I'm doing some research into degrees held by professionals of different types, based on survey data. I'd like to be able to provide confidence intervals for some of the subgroups of professionals as they are of variable sample sizes, to work out whether the data is significant. The data is confidential, so i've made up some mock data below to demonstrate.

In the data you can see that 26% of teachers have at least one of the qualifications, 19% of lawyers and 66% of doctors. How do I work out the confidence intervals for this data?

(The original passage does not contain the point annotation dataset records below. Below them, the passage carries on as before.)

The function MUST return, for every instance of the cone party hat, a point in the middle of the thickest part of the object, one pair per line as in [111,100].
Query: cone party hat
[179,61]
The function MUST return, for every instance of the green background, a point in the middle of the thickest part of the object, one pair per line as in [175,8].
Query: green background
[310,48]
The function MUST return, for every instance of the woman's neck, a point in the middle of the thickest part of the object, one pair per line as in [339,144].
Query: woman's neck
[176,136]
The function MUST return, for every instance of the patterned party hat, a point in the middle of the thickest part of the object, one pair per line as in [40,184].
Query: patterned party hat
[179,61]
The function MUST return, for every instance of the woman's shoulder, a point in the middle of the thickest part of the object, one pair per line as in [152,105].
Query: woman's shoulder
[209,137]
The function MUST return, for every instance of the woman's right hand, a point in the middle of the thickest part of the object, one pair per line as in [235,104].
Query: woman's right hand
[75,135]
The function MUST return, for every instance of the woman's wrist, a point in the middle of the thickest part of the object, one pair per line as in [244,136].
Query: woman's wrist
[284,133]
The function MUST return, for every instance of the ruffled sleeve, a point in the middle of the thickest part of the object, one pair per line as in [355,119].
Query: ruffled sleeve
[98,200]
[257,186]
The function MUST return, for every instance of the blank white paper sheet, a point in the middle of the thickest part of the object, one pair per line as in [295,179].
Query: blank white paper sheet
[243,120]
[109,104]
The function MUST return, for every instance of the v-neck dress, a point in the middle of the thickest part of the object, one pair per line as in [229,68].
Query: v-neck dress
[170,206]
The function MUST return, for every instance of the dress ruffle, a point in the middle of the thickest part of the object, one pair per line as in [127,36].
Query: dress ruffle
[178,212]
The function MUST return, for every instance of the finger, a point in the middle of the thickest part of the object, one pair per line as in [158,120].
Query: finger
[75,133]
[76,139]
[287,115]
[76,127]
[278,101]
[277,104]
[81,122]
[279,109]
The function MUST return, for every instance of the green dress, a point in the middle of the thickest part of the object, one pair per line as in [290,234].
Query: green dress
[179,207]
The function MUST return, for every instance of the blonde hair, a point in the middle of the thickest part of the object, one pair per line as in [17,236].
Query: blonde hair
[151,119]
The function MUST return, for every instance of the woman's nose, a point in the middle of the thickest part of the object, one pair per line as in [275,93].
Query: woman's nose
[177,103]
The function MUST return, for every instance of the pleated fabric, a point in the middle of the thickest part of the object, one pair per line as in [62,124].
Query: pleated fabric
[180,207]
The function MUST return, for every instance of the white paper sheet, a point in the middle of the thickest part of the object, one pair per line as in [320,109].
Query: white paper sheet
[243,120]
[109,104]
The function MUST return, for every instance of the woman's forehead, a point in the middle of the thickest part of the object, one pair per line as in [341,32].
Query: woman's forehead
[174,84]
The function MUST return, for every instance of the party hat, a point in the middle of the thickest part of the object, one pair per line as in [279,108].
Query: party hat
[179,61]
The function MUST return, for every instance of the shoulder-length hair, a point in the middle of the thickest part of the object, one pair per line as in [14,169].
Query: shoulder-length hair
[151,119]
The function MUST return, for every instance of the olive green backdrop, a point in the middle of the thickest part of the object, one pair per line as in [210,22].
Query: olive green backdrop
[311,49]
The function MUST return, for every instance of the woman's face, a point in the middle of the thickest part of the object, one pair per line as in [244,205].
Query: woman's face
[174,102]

I'm working in stata, and the information is stored as a person by person basis, with a 0 if they don't have a degree, and a 1 if they have one, so I worked out the percentage by adding up and dividing from the total, just can't work out how you get a CI. (does it require SE and SD?)

• Teachers n=115
  • PhD :3
  • Masters :5
  • Diploma :22
  • Any of the above qualifications :30
• Lawyers n=220
  • PhD :4
  • Masters :15
  • Diploma :23
  • Any of the above qualifications :42
• Doctors n=15
  • PhD :3
  • Masters :6
  • Diploma :1
  • Any of the above qualifications :10

Answer 1

There are at least three different ways of doing this:

/* (1) Just Using Counts */
cii proportion 15 10, jeffreys
cii proportion 220 42, jeffreys
cii proportion 115 30, jeffreys

/* (2) Using The Variables */
/* Fake Data */
clear
input total_n str10 occupation q1
115 "teachers" 30
220 "lawyers" 42 
15  "doctors" 10
end
gen q0 = total_n - q1 
drop total_n
reshape long q, i(occupation) j(any_quals)
expand q
drop q
sort occupation any_quals
sencode occupation, replace
tab occupation any_quals, row chi2 
bys occupation: ci proportion any_quals, jeffreys

/* (3) Using a probit/logit: helpful for comparing groups */
quietly probit any_quals i.occupation
margins occupation
margins ar.occupation
margins r.occupation

Here I used the Jeffreys binomial confidence intervals since the doctors group has such a small sample size, but you could have also used Wilson or Agresti–Coull intervals. You can read more about these in the Stata manuals. Examples 6 and 7 go into this a bit and provide a reference.

The probit/logit CIs won't exactly match the binomial CIs, but they will allow you to test a richer set of hypotheses.